Thursday, August 31, 2017

The Google Classroom Tip I Didn't Know I Was Missing...

I love love love Google Classroom. I've been using it for the last three years (since I moved from art to computer literacy classes), and it is a game-changer in terms of going paperless and making classroom life in general so much easier!

There is a feature, however, in Classroom that I've never used... due dates on assignments. Maybe that sounds weird at first, so let me explain. The way that I grade, there's no such thing as "late" work. Therefore, I don't use due dates. I see kids for a 6-week term, and they either do the work, or they don't. I don't care when it gets turned in... as long as it gets turned in before the end of the term. My husband teaches art in another district, and he runs his classes the same way. We don't assign due dates, because there really aren't any. 

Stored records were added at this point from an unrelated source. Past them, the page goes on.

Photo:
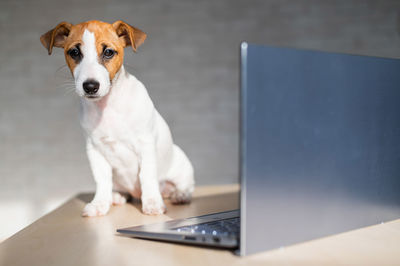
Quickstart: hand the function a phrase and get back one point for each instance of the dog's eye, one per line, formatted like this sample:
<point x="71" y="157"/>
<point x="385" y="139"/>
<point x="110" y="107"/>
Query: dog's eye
<point x="74" y="53"/>
<point x="108" y="53"/>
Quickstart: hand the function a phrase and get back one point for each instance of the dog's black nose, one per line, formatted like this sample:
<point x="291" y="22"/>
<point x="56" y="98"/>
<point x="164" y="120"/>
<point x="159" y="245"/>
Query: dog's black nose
<point x="91" y="86"/>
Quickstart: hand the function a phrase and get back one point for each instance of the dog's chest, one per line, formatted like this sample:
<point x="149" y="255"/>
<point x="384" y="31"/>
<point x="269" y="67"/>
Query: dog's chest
<point x="114" y="138"/>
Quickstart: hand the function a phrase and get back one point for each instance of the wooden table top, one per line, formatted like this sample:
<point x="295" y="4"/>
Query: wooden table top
<point x="63" y="237"/>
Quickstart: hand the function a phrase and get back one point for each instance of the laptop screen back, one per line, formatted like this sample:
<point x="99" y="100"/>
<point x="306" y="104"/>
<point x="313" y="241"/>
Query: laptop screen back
<point x="320" y="144"/>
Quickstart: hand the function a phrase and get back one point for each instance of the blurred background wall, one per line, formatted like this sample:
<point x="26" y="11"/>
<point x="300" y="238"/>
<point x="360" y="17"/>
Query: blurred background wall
<point x="189" y="64"/>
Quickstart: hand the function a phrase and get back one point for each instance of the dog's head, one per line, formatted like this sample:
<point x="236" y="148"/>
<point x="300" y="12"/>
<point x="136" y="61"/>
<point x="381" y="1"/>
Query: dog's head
<point x="94" y="52"/>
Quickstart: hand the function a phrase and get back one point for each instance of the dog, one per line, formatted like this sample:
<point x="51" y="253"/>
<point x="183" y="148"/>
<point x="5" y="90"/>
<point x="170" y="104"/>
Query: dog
<point x="129" y="145"/>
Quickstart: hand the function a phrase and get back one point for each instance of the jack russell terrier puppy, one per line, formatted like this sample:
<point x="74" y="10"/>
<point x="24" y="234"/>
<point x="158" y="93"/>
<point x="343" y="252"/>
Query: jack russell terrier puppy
<point x="128" y="143"/>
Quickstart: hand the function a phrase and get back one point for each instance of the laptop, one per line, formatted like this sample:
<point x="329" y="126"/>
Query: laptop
<point x="319" y="152"/>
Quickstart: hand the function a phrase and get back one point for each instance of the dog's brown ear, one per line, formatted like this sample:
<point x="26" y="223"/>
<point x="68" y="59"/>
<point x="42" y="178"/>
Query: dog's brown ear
<point x="129" y="35"/>
<point x="56" y="37"/>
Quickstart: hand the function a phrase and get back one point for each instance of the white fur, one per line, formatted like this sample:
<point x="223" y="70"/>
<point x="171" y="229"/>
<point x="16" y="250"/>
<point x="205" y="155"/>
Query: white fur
<point x="89" y="67"/>
<point x="129" y="145"/>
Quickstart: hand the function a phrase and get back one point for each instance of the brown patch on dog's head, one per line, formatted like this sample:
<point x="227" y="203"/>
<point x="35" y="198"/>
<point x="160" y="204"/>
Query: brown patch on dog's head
<point x="114" y="36"/>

The first year I taught class, I tried assigning a due date based on when we would finish working on it in class, but it only confused students, and I had to keep telling them to ignore alerts from classroom that assignments were late or not done. It was annoying. 

So, for the next two years, I just kept creating assignments with no due date. The problem with this though, is that I never received alerts when students turned in work. Most importantly, if I graded an entire class and someone turned in their assignment AFTER I had graded the work, I never knew to go back and look unless a student took the time to personally email me. Seems like a simple step, but if you've ever taught (or parented) a middle-schooler, you know that every additional step is a huge deal that could possibly (and probably will) get missed. 

I struggled to keep track of work that was turned in after I had already graded the whole class. 

You might be reading this right now and thinking that you already know how to fix this. Well, try not to make me feel too stupid, ok? I'm really comfortable with Google Classroom, and I've even trained others on how to use it! So this was a real light bulb moment for me. 

I could still go in and create the initial assignment with no due date. Then, after I sat down and graded the class, I went back in and edited the assignment to give it a due date of whatever the day was that I graded the work. 

Because I made the date of grading my "due" date, I now receive email alerts after that any time a student turns in an assignment! Why hadn't I figured this out before? 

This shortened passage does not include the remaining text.